Another problem with the Hall of Statistics is that even if we were to agree to such a thing, no one can agree which statistics are the most relevant.  For example, sometimes individual stats camouflage a player's complete value. I'm not saying Jack Morris is necessarily a Hall-of-Famer, but he completed 175 games in the DH era entirely in the American League, which is more than anyone except for Bert Blyleven. He also went at least 8 full innings in 241 starts (most of anyone during that span), almost half time he took the mound. There is value in being able to rest the bullpen once or twice a week. I don't know how much value statistically that ability has because there aren’t any statistics to measure it, but ask any Manny Acta-managed team how important that is when August and September roll around.  His teams routinely get out of the gate quickly because he likes to use his bullpen liberally as if each game is the 7th game of the World Series, but they fade badly late in the summer when his bullpen is tired and worn out.  Regardless, the voters won’t put Morris in because of his less than impressive ERA and ERA+.   So despite the fact he gave his team innings that helped keep his teams’ bullpen fresh - by the way, Morris’ career ERA in the ninth inning of games was 2.78, which was his best mark of any inning by more than half a run - they won’t put him in.  But on the flip side, they also won’t vote for guys like Jose Rijo, who never finished higher than 4th in the Cy Young voting and only in the top 10 twice.  Why is that significant?  Because before he injured his arm in his final season, Jose Rijo had the lowest career ERA in the National League since Pete Alexander, at 2.63.  That’s lower than Bob Gibson, lower than Sandy Koufax, lower than Nolan Ryan, Steve Carlton, Warren Spahn, Tom Seaver and Greg Maddux.  His adjusted ERA (ERA+) of 147 during his healthy NL years would have been good enough for 5th best all-time.  And yet he never got close to being honored for his achievement.  Their reasoning for not giving him more Cy Young consideration?  He didn’t give his team enough innings.  
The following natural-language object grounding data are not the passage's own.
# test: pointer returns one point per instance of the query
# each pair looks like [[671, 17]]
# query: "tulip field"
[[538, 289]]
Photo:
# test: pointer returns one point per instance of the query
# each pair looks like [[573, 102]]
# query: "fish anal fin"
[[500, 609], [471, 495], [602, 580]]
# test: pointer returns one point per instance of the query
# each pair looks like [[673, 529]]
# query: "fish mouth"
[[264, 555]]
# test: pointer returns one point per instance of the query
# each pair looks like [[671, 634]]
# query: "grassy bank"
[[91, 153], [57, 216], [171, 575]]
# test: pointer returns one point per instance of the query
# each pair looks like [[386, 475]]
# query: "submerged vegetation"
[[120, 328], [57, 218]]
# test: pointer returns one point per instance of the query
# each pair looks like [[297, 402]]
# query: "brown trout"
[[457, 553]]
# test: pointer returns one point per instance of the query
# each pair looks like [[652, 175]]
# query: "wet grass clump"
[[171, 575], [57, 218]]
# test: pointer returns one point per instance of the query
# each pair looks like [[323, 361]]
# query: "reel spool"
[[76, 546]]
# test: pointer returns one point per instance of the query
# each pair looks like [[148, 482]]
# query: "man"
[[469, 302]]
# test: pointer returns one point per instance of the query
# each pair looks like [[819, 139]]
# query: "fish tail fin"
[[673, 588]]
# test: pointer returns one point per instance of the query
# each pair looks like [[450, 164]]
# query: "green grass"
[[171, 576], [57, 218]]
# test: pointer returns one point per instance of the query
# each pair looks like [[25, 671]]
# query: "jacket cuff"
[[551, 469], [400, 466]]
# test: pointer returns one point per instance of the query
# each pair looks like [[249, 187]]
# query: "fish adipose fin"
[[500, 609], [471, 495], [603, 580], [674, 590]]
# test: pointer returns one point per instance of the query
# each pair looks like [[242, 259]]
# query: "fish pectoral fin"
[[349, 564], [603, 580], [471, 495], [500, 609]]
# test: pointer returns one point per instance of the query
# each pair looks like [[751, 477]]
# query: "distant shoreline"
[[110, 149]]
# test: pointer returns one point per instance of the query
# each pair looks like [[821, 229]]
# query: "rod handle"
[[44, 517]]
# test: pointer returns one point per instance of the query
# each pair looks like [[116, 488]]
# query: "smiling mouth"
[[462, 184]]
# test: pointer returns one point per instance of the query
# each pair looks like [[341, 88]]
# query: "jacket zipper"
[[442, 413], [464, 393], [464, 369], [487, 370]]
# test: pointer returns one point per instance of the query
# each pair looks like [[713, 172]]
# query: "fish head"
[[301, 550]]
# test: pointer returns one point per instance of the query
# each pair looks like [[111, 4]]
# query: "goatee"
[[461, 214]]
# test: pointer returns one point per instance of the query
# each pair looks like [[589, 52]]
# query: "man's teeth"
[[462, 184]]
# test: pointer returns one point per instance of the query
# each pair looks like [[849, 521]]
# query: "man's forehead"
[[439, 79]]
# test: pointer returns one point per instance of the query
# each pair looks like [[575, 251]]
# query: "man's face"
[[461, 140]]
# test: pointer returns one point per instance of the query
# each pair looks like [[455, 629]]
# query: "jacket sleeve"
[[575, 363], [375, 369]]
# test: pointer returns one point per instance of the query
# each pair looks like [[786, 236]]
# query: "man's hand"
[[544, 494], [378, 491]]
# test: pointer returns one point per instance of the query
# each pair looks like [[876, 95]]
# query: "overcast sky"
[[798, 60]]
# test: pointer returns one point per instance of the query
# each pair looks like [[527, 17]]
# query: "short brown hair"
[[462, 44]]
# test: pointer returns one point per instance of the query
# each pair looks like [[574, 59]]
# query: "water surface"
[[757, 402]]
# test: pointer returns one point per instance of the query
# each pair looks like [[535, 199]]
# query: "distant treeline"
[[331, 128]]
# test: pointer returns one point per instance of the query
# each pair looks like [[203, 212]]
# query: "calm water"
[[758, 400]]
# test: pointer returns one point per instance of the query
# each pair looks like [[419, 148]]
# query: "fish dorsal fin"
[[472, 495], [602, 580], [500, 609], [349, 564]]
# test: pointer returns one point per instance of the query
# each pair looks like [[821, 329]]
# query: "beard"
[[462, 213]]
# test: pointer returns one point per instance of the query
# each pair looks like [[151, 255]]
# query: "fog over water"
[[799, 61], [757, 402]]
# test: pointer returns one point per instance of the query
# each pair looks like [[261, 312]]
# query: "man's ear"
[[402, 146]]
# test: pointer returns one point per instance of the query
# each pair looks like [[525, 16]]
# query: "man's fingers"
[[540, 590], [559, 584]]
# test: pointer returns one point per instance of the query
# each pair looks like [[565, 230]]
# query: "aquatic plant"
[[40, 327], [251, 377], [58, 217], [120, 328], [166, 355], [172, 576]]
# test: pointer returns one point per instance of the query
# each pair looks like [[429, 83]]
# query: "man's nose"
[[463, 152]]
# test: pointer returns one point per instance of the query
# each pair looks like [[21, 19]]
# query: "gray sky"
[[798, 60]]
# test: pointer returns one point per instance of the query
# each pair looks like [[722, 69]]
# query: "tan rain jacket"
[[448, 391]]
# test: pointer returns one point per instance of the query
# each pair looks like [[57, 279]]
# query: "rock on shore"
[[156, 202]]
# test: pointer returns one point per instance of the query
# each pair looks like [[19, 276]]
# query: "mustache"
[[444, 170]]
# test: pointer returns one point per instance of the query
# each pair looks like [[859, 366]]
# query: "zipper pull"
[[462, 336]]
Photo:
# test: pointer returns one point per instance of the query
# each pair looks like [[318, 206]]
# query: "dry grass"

Suggesting that all players can be evaluated competently using only stats is like suggesting that all dishes made with chicken and rice are the same, that the spices don’t matter.  Sure, you get sustenance from eating any one of them but it doesn’t take a gourmand to know that jambalaya, chicken biryani, chicken tikka massala, hunan chicken, chicken béarnaise, chicken teriyaki, kabob-e joojeh and paella are significantly different.  There’s still a lot of flavor in baseball we don’t completely understand and we’ll miss out on how important it is if we only focus on the rice.